Für den FC Bayern München:
Trotz ihres frühen Interesses gehen die Bayern anscheinend auch bei Woltemade leer aus – wie zuvor schon bei Florian Wirtz. Dies ist ein Rückschlag, da das erfolglose Werben um Woltemade zeigt: Der Rekordmeister bekommt nicht mehr jeden deutschen Spieler, den er haben möchte. Und auf der Führungsebene herrscht offensichtlich Uneinigkeit.
Sportvorstand Max Eberl äußerte während der Club-WM sogar öffentlich Zweifel an diesem Transfer. Andere beim FC Bayern wollten den Nationalspieler unbedingt. Diese Außendarstellung ist ein Problem für die Münchner. So dass Sportdirektor Christoph Freund am Freitag geradezu trotzig sagte: «Wir als Bayern München sind auch sehr, sehr stark.»
Für Werder Bremen:
Woltemades Heimatverein profitiert von dem großen Transfer, wenn er zustande kommt. Als er acht Jahre alt war, wechselte der Bremer zu Werder.
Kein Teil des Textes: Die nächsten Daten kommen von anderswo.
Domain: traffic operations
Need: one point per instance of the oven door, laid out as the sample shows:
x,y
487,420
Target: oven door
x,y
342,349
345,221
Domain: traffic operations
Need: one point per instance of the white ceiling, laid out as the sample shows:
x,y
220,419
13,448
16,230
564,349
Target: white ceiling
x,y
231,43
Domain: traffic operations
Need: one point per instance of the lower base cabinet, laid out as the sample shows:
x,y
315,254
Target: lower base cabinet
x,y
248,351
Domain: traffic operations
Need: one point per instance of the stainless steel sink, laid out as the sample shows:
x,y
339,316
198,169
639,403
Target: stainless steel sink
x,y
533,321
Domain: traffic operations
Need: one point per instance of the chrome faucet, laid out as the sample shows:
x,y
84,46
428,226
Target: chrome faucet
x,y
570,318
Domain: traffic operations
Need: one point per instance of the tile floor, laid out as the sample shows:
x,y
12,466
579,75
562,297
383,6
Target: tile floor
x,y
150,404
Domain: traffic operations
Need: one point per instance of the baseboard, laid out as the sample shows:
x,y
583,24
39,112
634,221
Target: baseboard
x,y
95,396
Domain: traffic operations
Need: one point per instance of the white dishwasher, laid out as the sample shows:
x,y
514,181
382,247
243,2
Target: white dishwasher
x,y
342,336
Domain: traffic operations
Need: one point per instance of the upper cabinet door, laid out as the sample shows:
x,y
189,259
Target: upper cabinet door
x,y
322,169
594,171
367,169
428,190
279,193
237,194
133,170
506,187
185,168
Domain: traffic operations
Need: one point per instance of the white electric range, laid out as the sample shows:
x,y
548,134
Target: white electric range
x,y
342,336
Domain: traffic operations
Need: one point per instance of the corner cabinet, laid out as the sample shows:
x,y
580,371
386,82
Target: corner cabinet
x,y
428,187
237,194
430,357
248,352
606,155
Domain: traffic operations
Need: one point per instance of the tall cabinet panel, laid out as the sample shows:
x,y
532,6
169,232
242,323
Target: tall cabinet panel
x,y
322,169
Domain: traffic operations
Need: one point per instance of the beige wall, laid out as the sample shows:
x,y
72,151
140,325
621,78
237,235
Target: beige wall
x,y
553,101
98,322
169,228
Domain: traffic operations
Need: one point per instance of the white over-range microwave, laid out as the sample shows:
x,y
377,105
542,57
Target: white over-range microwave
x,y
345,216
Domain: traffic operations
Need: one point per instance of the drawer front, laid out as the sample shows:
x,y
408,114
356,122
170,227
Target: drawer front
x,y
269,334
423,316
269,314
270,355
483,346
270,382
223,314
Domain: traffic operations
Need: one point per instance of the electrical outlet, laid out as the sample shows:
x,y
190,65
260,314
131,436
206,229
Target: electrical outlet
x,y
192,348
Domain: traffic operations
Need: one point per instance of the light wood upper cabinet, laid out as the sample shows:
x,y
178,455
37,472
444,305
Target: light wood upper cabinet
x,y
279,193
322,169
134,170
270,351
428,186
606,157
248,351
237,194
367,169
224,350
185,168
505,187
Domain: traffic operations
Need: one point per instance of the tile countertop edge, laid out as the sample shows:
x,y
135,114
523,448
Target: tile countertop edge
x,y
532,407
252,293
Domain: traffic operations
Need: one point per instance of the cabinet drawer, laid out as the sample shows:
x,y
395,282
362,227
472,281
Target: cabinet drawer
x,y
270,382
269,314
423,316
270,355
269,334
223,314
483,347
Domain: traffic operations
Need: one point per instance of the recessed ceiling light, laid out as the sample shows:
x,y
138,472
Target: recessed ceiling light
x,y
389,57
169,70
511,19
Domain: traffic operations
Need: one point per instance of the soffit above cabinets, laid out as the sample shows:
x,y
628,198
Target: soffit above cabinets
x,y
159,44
Gemäß den DFB-Statuten stehen dem Ausbildungsverein fünf Prozent der Transfersumme zu, wenn ein Spieler wie er später ins Ausland wechselt.
Diese drei bis vier Millionen Euro gleichen Werders Schaden in der Causa Woltemade jedoch nicht aus. Es ist für die klammen Bremer ein finanzielles und strategisches Desaster, dass ein hochtalentierter Spieler aus der eigenen Jugend den Verein ablösefrei verlässt und nur ein Jahr später mehr als 80 Millionen Euro wert ist. Der Grund: Woltemade sah keine Perspektive für sich in Bremen und fühlte sich in der Heimat nicht genügend gefördert.
Für die Bundesliga:
Der nahende Wechsel von Nick Woltemade nach England zeigt, wie die Bundesliga im Vergleich zur Premier League immer mehr an Gewicht verliert. Das bestätigt auch Freund: «Es sagt etwas Grundsätzliches aus, wenn man sieht, wie viele Top-Spieler in den letzten zwölf Monaten von der deutschen Bundesliga in die Premier League gewechselt sind – und auch, welche Summen da fließen.»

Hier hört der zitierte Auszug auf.